According to WFP regional director Chris Nikoi, “we deeply appreciate this generous contribution by the Japanese government at a moment when we urgently need to move huge amounts of relief assistance into drought hit areas – especially those which will be cut off when the rainy season starts”.
However, Nikoi lamented that the drought emergency operation has only received 20 per cent of the funding required to assist almost 12 million people across the region until next April.
According to a statement from WFP, Japan’s donation will allow WFP in Mozambique “to address persisting needs and significant funding gaps while supporting community efforts towards recovery, greater resilience and ultimately progress towards Zero Hunger”.
It added, “the drought response in Mozambique includes emergency school feeding to 100,000 children and treatment of moderate acute malnutrition to 51,000 children and pregnant and nursing women”.
The drought is mainly due to the strongest El Nino weather event to hit southern Africa in 35 years. El Nino is characterised by an abnormal warming of the surface waters of the Pacific Ocean and has a significant effect on weather around the world. The term was first used at the end of the 19th Century to describe a warm current off the coast of Peru at Christmas.

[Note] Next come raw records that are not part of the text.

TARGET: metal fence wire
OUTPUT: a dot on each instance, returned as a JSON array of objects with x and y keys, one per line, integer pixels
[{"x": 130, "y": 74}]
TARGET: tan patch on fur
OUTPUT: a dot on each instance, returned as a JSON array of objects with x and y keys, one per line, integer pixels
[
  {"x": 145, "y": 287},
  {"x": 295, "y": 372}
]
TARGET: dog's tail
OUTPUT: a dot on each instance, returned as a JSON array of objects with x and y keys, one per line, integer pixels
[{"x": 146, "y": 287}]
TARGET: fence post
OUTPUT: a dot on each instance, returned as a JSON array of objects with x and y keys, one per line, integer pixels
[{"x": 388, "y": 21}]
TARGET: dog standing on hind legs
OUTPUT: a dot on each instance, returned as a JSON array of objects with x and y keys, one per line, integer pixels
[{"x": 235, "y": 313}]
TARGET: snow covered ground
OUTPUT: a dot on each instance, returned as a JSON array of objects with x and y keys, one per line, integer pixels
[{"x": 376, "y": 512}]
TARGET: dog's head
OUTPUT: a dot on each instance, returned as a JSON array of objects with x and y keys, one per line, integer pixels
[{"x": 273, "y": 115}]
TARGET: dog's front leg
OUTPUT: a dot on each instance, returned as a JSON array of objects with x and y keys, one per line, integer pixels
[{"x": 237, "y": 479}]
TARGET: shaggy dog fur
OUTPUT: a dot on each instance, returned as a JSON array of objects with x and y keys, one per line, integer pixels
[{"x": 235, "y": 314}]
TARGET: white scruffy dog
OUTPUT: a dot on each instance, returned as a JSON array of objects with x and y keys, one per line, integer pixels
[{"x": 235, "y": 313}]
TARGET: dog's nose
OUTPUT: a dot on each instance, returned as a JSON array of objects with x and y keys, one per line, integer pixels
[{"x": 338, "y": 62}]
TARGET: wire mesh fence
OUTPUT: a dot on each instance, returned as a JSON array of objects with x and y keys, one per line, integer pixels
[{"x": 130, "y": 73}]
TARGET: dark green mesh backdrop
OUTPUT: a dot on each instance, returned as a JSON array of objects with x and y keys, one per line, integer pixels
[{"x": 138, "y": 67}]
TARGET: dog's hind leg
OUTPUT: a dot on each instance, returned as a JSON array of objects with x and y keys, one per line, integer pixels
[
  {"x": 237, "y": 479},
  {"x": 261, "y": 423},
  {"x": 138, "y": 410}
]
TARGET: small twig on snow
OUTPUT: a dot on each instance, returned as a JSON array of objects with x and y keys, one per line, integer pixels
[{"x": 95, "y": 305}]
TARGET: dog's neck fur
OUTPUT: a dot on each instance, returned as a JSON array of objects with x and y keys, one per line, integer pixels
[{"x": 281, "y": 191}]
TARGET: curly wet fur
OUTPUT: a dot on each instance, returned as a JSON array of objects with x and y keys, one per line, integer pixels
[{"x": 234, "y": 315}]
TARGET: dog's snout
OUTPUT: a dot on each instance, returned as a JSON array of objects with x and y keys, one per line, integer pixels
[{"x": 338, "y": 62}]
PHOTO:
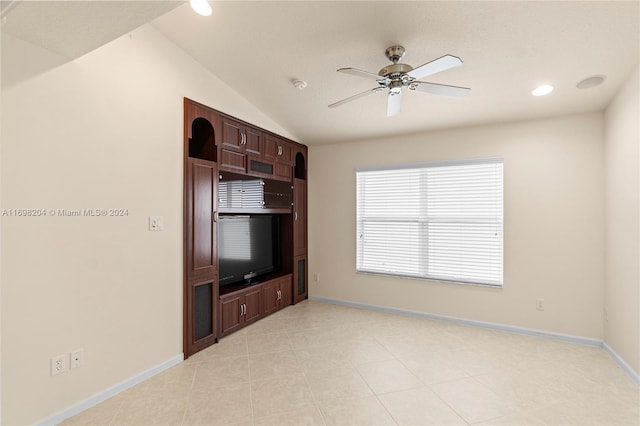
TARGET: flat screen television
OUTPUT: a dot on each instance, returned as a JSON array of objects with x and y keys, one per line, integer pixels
[{"x": 248, "y": 247}]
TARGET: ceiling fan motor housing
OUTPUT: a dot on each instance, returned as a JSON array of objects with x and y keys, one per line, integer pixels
[
  {"x": 395, "y": 70},
  {"x": 394, "y": 53}
]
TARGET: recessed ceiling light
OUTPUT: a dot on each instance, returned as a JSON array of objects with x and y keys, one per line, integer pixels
[
  {"x": 545, "y": 89},
  {"x": 299, "y": 84},
  {"x": 590, "y": 82},
  {"x": 201, "y": 7}
]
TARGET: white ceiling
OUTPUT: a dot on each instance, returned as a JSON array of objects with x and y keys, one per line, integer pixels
[{"x": 507, "y": 48}]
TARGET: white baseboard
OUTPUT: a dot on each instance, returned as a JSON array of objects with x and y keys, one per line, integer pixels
[
  {"x": 622, "y": 363},
  {"x": 494, "y": 326},
  {"x": 464, "y": 321},
  {"x": 109, "y": 392}
]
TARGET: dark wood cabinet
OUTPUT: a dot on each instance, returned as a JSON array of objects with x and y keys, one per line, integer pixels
[
  {"x": 276, "y": 294},
  {"x": 299, "y": 217},
  {"x": 237, "y": 141},
  {"x": 300, "y": 279},
  {"x": 239, "y": 309},
  {"x": 201, "y": 261},
  {"x": 201, "y": 187},
  {"x": 280, "y": 153},
  {"x": 201, "y": 321},
  {"x": 236, "y": 168}
]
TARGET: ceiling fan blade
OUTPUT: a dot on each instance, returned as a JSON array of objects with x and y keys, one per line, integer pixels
[
  {"x": 441, "y": 64},
  {"x": 394, "y": 101},
  {"x": 354, "y": 97},
  {"x": 361, "y": 73},
  {"x": 440, "y": 89}
]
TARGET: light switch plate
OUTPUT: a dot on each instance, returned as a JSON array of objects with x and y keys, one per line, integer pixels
[{"x": 156, "y": 223}]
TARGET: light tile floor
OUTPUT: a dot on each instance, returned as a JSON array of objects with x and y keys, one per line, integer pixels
[{"x": 321, "y": 364}]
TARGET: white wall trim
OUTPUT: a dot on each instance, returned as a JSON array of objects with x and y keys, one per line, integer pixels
[
  {"x": 109, "y": 392},
  {"x": 622, "y": 363},
  {"x": 464, "y": 321},
  {"x": 495, "y": 326}
]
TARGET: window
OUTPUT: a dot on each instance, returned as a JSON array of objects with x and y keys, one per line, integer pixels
[{"x": 440, "y": 221}]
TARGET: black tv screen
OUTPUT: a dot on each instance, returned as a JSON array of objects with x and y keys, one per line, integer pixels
[{"x": 248, "y": 247}]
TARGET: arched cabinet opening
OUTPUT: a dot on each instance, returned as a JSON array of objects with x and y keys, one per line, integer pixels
[{"x": 202, "y": 143}]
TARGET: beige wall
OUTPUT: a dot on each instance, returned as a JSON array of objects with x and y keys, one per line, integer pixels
[
  {"x": 103, "y": 131},
  {"x": 622, "y": 223},
  {"x": 553, "y": 228}
]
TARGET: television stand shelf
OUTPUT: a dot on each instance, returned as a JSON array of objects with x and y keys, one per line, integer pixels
[{"x": 242, "y": 304}]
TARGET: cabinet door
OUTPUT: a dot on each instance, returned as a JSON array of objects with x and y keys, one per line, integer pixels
[
  {"x": 232, "y": 136},
  {"x": 230, "y": 314},
  {"x": 253, "y": 141},
  {"x": 233, "y": 161},
  {"x": 285, "y": 153},
  {"x": 300, "y": 281},
  {"x": 285, "y": 291},
  {"x": 253, "y": 305},
  {"x": 278, "y": 149},
  {"x": 299, "y": 217},
  {"x": 202, "y": 182},
  {"x": 270, "y": 297}
]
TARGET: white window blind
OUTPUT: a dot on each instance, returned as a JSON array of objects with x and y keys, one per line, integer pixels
[{"x": 439, "y": 221}]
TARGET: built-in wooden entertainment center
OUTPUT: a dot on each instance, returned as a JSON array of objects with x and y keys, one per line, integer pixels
[{"x": 233, "y": 170}]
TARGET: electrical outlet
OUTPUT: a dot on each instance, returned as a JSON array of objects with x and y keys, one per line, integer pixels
[
  {"x": 75, "y": 358},
  {"x": 58, "y": 365},
  {"x": 156, "y": 223}
]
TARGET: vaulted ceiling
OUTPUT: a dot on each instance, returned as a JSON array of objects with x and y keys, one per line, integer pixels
[{"x": 258, "y": 48}]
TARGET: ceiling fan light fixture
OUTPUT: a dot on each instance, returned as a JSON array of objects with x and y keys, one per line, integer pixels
[
  {"x": 201, "y": 7},
  {"x": 542, "y": 90}
]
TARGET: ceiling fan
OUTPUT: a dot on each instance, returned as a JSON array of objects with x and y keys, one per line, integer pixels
[{"x": 396, "y": 76}]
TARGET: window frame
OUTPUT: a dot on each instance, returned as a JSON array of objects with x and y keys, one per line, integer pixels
[{"x": 494, "y": 247}]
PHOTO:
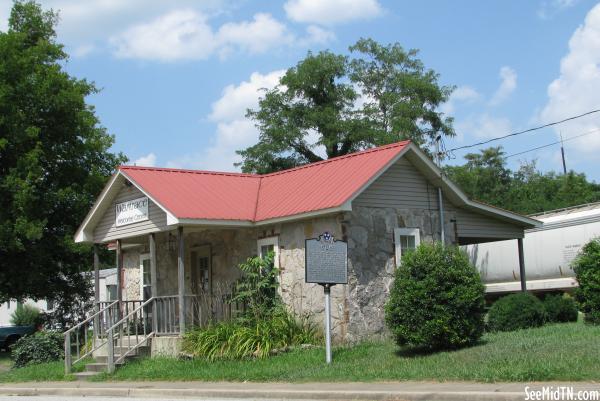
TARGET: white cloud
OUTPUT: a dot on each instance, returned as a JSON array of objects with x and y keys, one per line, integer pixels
[
  {"x": 549, "y": 8},
  {"x": 178, "y": 35},
  {"x": 331, "y": 12},
  {"x": 507, "y": 86},
  {"x": 316, "y": 34},
  {"x": 186, "y": 35},
  {"x": 147, "y": 161},
  {"x": 234, "y": 131},
  {"x": 483, "y": 126},
  {"x": 165, "y": 31},
  {"x": 462, "y": 94},
  {"x": 575, "y": 91},
  {"x": 257, "y": 36},
  {"x": 90, "y": 23}
]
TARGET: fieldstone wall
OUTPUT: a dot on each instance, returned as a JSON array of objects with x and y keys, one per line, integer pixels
[
  {"x": 371, "y": 264},
  {"x": 308, "y": 299}
]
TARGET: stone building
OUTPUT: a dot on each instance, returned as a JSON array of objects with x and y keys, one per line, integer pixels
[{"x": 180, "y": 234}]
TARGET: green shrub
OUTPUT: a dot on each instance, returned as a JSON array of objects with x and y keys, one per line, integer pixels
[
  {"x": 516, "y": 311},
  {"x": 246, "y": 339},
  {"x": 257, "y": 287},
  {"x": 587, "y": 271},
  {"x": 436, "y": 300},
  {"x": 265, "y": 326},
  {"x": 560, "y": 308},
  {"x": 43, "y": 346},
  {"x": 26, "y": 315}
]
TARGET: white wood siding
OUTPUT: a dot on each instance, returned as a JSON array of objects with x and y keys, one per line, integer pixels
[
  {"x": 403, "y": 186},
  {"x": 106, "y": 230}
]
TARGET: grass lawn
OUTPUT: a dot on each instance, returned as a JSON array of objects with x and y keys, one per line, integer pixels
[
  {"x": 52, "y": 371},
  {"x": 567, "y": 352},
  {"x": 5, "y": 362}
]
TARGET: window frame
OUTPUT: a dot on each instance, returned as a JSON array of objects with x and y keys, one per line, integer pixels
[
  {"x": 404, "y": 232},
  {"x": 143, "y": 257},
  {"x": 203, "y": 250},
  {"x": 274, "y": 240}
]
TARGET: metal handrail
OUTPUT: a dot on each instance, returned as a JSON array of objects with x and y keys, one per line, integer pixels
[
  {"x": 89, "y": 319},
  {"x": 67, "y": 335},
  {"x": 111, "y": 360},
  {"x": 131, "y": 313}
]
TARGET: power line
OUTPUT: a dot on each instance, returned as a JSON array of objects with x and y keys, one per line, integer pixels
[
  {"x": 525, "y": 131},
  {"x": 554, "y": 143}
]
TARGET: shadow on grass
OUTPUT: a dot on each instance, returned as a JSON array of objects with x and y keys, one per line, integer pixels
[{"x": 415, "y": 352}]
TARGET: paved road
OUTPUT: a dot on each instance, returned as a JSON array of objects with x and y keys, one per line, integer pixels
[{"x": 61, "y": 398}]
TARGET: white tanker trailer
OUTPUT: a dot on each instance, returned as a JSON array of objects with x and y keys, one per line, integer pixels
[{"x": 548, "y": 250}]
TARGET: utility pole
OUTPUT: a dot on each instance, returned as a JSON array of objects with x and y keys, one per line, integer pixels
[
  {"x": 438, "y": 158},
  {"x": 562, "y": 152}
]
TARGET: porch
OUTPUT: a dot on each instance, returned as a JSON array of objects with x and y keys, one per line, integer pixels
[{"x": 167, "y": 283}]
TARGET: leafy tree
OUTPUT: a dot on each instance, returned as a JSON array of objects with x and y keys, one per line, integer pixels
[
  {"x": 54, "y": 160},
  {"x": 587, "y": 271},
  {"x": 486, "y": 177},
  {"x": 382, "y": 95}
]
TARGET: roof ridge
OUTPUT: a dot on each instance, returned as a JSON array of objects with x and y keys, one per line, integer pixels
[
  {"x": 189, "y": 171},
  {"x": 333, "y": 159},
  {"x": 260, "y": 176}
]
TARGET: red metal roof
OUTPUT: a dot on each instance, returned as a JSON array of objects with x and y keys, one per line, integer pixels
[{"x": 195, "y": 194}]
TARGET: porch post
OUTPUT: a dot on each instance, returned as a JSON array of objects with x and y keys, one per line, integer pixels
[
  {"x": 153, "y": 278},
  {"x": 181, "y": 281},
  {"x": 96, "y": 290},
  {"x": 119, "y": 278},
  {"x": 522, "y": 265}
]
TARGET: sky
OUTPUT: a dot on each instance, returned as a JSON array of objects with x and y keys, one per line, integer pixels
[{"x": 177, "y": 76}]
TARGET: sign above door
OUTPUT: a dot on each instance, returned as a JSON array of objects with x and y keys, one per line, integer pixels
[{"x": 132, "y": 211}]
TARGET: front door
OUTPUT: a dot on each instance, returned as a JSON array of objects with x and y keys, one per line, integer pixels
[{"x": 201, "y": 270}]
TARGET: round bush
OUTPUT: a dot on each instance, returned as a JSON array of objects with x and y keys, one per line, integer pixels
[
  {"x": 43, "y": 346},
  {"x": 516, "y": 311},
  {"x": 436, "y": 300},
  {"x": 587, "y": 271},
  {"x": 26, "y": 315},
  {"x": 560, "y": 308}
]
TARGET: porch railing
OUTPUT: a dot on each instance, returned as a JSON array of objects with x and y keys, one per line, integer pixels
[
  {"x": 124, "y": 327},
  {"x": 129, "y": 333},
  {"x": 89, "y": 335},
  {"x": 200, "y": 311}
]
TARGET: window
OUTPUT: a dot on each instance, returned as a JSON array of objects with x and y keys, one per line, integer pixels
[
  {"x": 146, "y": 278},
  {"x": 201, "y": 270},
  {"x": 269, "y": 244},
  {"x": 111, "y": 292},
  {"x": 405, "y": 239}
]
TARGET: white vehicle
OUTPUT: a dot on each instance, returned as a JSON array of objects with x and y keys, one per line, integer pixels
[{"x": 549, "y": 251}]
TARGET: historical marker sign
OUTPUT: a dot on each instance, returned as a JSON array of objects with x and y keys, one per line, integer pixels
[{"x": 326, "y": 260}]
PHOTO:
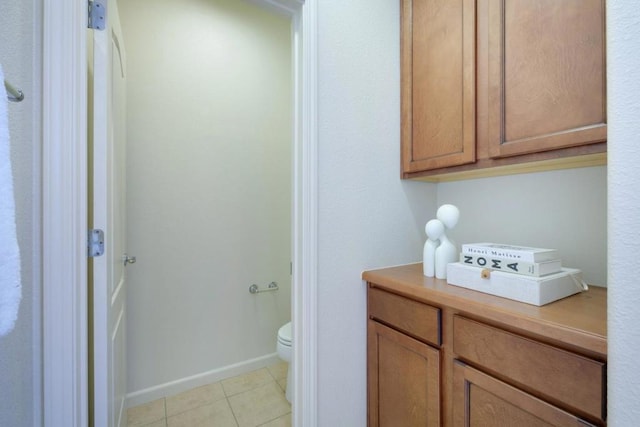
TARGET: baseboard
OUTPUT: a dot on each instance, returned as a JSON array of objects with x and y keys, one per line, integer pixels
[{"x": 171, "y": 388}]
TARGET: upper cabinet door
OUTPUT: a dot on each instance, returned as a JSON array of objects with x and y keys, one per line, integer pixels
[
  {"x": 542, "y": 64},
  {"x": 438, "y": 83}
]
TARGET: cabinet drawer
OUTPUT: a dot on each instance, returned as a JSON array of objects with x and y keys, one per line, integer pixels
[
  {"x": 565, "y": 378},
  {"x": 414, "y": 318}
]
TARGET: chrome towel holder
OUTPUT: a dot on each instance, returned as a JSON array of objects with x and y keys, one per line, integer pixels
[
  {"x": 254, "y": 289},
  {"x": 13, "y": 94}
]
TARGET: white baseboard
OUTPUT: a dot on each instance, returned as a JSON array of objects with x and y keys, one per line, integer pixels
[{"x": 171, "y": 388}]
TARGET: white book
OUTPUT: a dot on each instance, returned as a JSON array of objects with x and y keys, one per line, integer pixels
[
  {"x": 531, "y": 290},
  {"x": 520, "y": 253},
  {"x": 535, "y": 269}
]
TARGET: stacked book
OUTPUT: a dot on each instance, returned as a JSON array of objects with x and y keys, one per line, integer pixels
[
  {"x": 513, "y": 259},
  {"x": 531, "y": 275}
]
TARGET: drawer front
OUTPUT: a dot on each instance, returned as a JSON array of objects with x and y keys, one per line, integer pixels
[
  {"x": 414, "y": 318},
  {"x": 566, "y": 378}
]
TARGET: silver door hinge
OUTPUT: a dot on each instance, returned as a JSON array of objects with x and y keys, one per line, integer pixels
[
  {"x": 96, "y": 243},
  {"x": 97, "y": 14}
]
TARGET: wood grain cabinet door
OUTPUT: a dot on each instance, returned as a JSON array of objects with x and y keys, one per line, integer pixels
[
  {"x": 481, "y": 400},
  {"x": 404, "y": 380},
  {"x": 438, "y": 83},
  {"x": 542, "y": 65}
]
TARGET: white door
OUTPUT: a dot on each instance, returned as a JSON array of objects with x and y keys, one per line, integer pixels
[{"x": 108, "y": 214}]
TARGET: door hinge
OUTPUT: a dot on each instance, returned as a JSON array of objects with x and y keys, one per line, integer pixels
[
  {"x": 97, "y": 14},
  {"x": 96, "y": 243}
]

In Mozambique, El Nino is linked to the failure of rains during what is usually the wettest period – January to March. It has been blamed for the drastic food shortages in much of southern and central Mozambique in 2002 and for the severe drought which devastated the country in 1992. According to the relief agency CARE, nearly two million people in Mozambique are currently in urgent need of humanitarian assistance.
At the end of July, the Southern African Development Community (SADC) declared a regional disaster and launched an appeal for 2.4 billion dollars to assist the millions of people hit by drought.
The appeal was launched in Gaborone by SADC chairperson Ian Khama (who is also President of Botswana), in the presence of representatives of SADC member states, the United Nations, humanitarian organisations, and international aid partners.
Khama detailed the size of the problem: “the 2016 regional food security and vulnerability assessments indicate that the number of food insecure people in the region is about 40 million, which is about 14 per cent of SADC’s total population”.
Of this number, an estimated 23 million people are in urgent need of humanitarian assistance.
2016 was the second year in a row that the region has suffered from drought, and Khama noted that the region was “largely able to cope with the drought in 2014/15 through its own means”. However, he stated that the severity of the drought of 2015/16 had overwhelmed the disaster preparedness capacity in most of the affected countries.
The SADC appeal aims to address immediate humanitarian needs as well as long-term developmental and resilience-building requirements.
In response to the appeal, the United States pledged 300 million dollars, whilst the United Kingdom and the European Union pledged 72 million pounds and 60 million euros respectively.
Six SADC states have declared national drought emergencies – Botswana, Lesotho, Malawi, Namibia, Swaziland and Zimbabwe. In addition, South Africa has declared an emergency in eight of its nine provinces.
In April, Mozambique declared a 90-day institutional red alert, the highest state of disaster alert, in the southern and central provinces. Data for the 2015-16 agricultural campaign show a harvest of 2.39 million tonnes of grain – a decline of 4.8 per cent on the 2015 harvest of 2.51 million tonnes. The poor harvest was mainly due to the drought, although storms and flooding in the north of the country also contributed to crop losses.